Perhaps the most surprising player cut was linebacker Ryan Connelly, a fifth-round pick in 2019 who showed plenty of promise as a rookie before he tore his ACL. He came back from reconstructive surgery in time to start training camp, but he missed about a week of action in late August. He was one of three recent Giants draft picks who were waived along with fellow 2019 pick and seventh-rounder defensive lineman Chris Slayton and 2020 seventh-round cornerback Chris Williamson.
Linebacker Josiah Tauaefa, cornerback Grant Haley, tight end Garrett Dickerson and offensive linemen Eric Smith along with the recently added Jon Halapio were players who contributed to the 2019 Giants but were cut or waived on Saturday.
The Giants also sliced their quarterback room in half for the time being, cutting veteran Alex Tanney and waiving Cooper Rush. With just two quarterbacks on the active roster in Daniel Jones and Colt McCoy, one of those two who did not make this roster trim will almost certainly be back on the practice squad. If Rush clears waivers, he’ll likely get that role.
The battle among the second-tier wide receivers was one of the more intriguing of training camp, but one that ultimately produced only an out-and-out winner: C.J. Board made the team. Johnny Holton, Alex Bachman, Derrick Dillon, Austin Mack and Binjimen Victor were all waived.

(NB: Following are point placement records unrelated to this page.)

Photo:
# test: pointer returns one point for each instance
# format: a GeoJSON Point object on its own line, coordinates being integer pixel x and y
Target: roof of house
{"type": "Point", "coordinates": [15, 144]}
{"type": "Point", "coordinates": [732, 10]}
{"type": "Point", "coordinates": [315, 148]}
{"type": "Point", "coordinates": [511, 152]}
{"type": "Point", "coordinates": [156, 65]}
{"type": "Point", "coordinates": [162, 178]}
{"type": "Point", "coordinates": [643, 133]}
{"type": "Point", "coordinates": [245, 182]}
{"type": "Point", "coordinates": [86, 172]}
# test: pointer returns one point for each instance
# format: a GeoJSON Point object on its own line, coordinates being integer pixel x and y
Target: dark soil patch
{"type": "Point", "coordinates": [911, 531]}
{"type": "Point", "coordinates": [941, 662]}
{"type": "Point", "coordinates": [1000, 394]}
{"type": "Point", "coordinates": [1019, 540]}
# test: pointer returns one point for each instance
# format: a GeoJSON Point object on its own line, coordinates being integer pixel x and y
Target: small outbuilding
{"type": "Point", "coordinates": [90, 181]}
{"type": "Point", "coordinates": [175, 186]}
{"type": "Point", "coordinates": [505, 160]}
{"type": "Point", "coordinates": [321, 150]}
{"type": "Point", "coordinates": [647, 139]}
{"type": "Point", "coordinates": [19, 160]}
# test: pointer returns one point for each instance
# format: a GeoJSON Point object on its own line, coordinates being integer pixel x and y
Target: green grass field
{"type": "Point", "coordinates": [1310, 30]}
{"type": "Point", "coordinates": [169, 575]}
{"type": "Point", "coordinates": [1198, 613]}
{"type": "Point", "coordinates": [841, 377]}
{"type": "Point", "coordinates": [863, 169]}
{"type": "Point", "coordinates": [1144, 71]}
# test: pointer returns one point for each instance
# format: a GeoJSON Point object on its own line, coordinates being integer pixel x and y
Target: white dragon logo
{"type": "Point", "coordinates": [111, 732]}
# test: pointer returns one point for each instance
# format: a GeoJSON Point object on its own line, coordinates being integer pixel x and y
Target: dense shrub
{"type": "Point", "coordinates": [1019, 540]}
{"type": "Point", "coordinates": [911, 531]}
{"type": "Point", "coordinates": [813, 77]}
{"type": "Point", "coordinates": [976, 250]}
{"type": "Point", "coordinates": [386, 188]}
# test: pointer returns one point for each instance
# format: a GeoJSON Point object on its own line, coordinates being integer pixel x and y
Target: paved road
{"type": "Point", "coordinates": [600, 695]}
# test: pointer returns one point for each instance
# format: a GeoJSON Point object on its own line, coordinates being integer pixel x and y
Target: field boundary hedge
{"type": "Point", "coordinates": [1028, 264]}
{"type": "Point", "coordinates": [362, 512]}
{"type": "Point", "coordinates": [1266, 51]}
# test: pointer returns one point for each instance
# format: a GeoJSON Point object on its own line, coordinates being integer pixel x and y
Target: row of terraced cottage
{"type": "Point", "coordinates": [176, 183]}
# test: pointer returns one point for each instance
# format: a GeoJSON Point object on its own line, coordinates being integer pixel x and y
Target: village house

Many will be back on the practice squad. Some may even be on-field contributors before the regular season ends. For others, they’ll never again play professional football.
“That’s the unfortunate part of the business and that’s the reality for every coach and player in the NFL,” Judge said. “You try to encourage the player [who has been cut] on what they can do to improve themselves professionally as well as stay in shape and stay ready. Because when those phone calls happen, they happen fast.”
Notes & quotes: The rest of the players who did not make the initial 53-man roster are: RB Tavien Feaster, TE Eric Tomlinson, OL Tyler Haycraft and Kyle Murphy, DL Daylon Mack and Niko Lalos, DBs Brandon Williams, Dravon Askew-Henry, KeiVarae Russell, Jarren Williams and Prince Smith, Jr., and long-snapper Carson Tinker. Safety Montre Hartage was waived/injured with a hamstring injury.